Législatives Marocaines 2026: Nizar Baraka affirme que le Maroc « ne reculera pas d’un pouce » sur son intégrité territoriale
Le secrétaire général du Parti de l’Istiqlal, Nizar Baraka, a réaffirmé samedi que l’Espagne demeure un partenaire essentiel du Maroc tout en excluant toute concession sur l’intégrité territoriale du Royaume, à l’occasion du lancement du programme électoral de son parti pour les législatives du 23 septembre.
Une position ferme adressée à Madrid
« L’Espagne est considérée comme un partenaire essentiel pour nous, mais nous ne reculerons pas d’un pouce sur le sol de la patrie », a déclaré Nizar Baraka, secrétaire général du Parti de l’Istiqlal (PI), lors de la présentation du programme électoral de sa formation à Rabat, en perspective des élections législatives du 23 septembre. Le leader istiqlalien a réaffirmé à cette occasion la position du Maroc sur la souveraineté des villes de Sebta et Melilla, tout en qualifiant l’Espagne de partenaire stratégique du Royaume.

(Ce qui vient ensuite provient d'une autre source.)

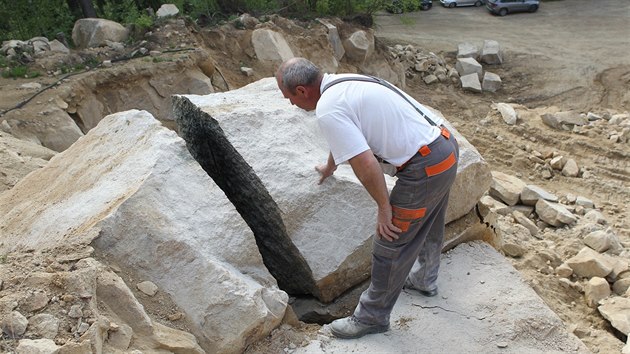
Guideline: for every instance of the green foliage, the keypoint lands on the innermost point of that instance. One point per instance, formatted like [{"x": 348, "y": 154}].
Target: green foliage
[
  {"x": 400, "y": 6},
  {"x": 25, "y": 19}
]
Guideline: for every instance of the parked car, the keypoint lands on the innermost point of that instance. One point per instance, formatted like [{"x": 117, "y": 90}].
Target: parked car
[
  {"x": 398, "y": 7},
  {"x": 453, "y": 3},
  {"x": 504, "y": 7},
  {"x": 426, "y": 4}
]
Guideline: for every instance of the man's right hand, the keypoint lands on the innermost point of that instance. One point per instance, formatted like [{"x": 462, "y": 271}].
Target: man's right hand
[{"x": 325, "y": 171}]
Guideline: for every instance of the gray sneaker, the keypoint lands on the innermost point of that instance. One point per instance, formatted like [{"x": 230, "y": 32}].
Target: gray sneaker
[{"x": 350, "y": 327}]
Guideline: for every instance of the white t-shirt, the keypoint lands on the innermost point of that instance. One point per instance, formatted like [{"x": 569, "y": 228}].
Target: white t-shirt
[{"x": 355, "y": 116}]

Il a fait référence aux positions exprimées récemment par des pays proches du Maroc, citant notamment les événements survenus à Sebta en juillet lors du passage massif de migrants irréguliers.
Une sortie qui intervient au lendemain des propos de Sánchez
Cette prise de position de Nizar Baraka fait écho au discours prononcé le jour même par le Premier ministre espagnol Pedro Sánchez devant le Congrès des députés, dans lequel il avait qualifié d’« inacceptables » des déclarations de deux ministres marocains sur Sebta et Melilla, confirmant la convocation de l’ambassadrice du Maroc à Madrid le 21 août. Sánchez avait toutefois précisé que rien ne permettait de conclure à une implication des autorités marocaines dans le passage massif de migrants survenu le 30 juillet, dans un climat bilatéral déjà tendu par cet échange de piques diplomatiques.
Une ligne qui s’inscrit dans l’héritage historique du parti
Cette prise de position s’inscrit dans la continuité des orientations historiques du Parti de l’Istiqlal, fondé par des figures nationalistes comme Allal El Fassi, grand-père de Nizar Baraka, qui avait porté dès l’indépendance la revendication de l’intégrité territoriale du Royaume, incluant les enclaves de Sebta et Melilla ainsi que le Sahara marocain. Le parti a traditionnellement fait de la défense de la souveraineté nationale l’un des piliers de son identité politique, un positionnement que son secrétaire général réactive à l’approche d’un scrutin législatif jugé décisif.
Un programme électoral structuré autour de cinq engagements
Le Parti de l’Istiqlal a présenté samedi son programme électoral, intitulé « Watani Moustaqbali » (Mon pays, mon avenir), conçu pour la période 2026-2031 et articulé autour de cinq engagements majeurs, allant de la tolérance zéro contre la corruption au renforcement des souverainetés stratégiques, en passant par une réponse élargie à la crise du pouvoir d’achat. Nizar Baraka a également étendu la notion de souveraineté aux dimensions alimentaire, hydrique, énergétique, économique et technologique, revenant notamment sur les sept années successives de sécheresse et sur l’importance de la politique de l’eau pour la sécurité hydrique et alimentaire du pays.
Une sortie qui intervient dans un contexte de tensions au sein de la coalition sortante
Cette séquence électorale intervient dans un climat politique marqué par des tensions croissantes au sein de la coalition gouvernementale sortante, formée en 2021 autour du Rassemblement national des indépendants (RNI), du Parti authenticité et modernité (PAM) et de l’Istiqlal, ce dernier ayant pris ses distances vis-à-vis du RNI sur plusieurs dossiers ces derniers mois. Nizar Baraka a appelé à l’émergence d’un gouvernement fort, crédible et cohérent, écartant toute logique d’affrontement à trois semaines des législatives du 23 septembre.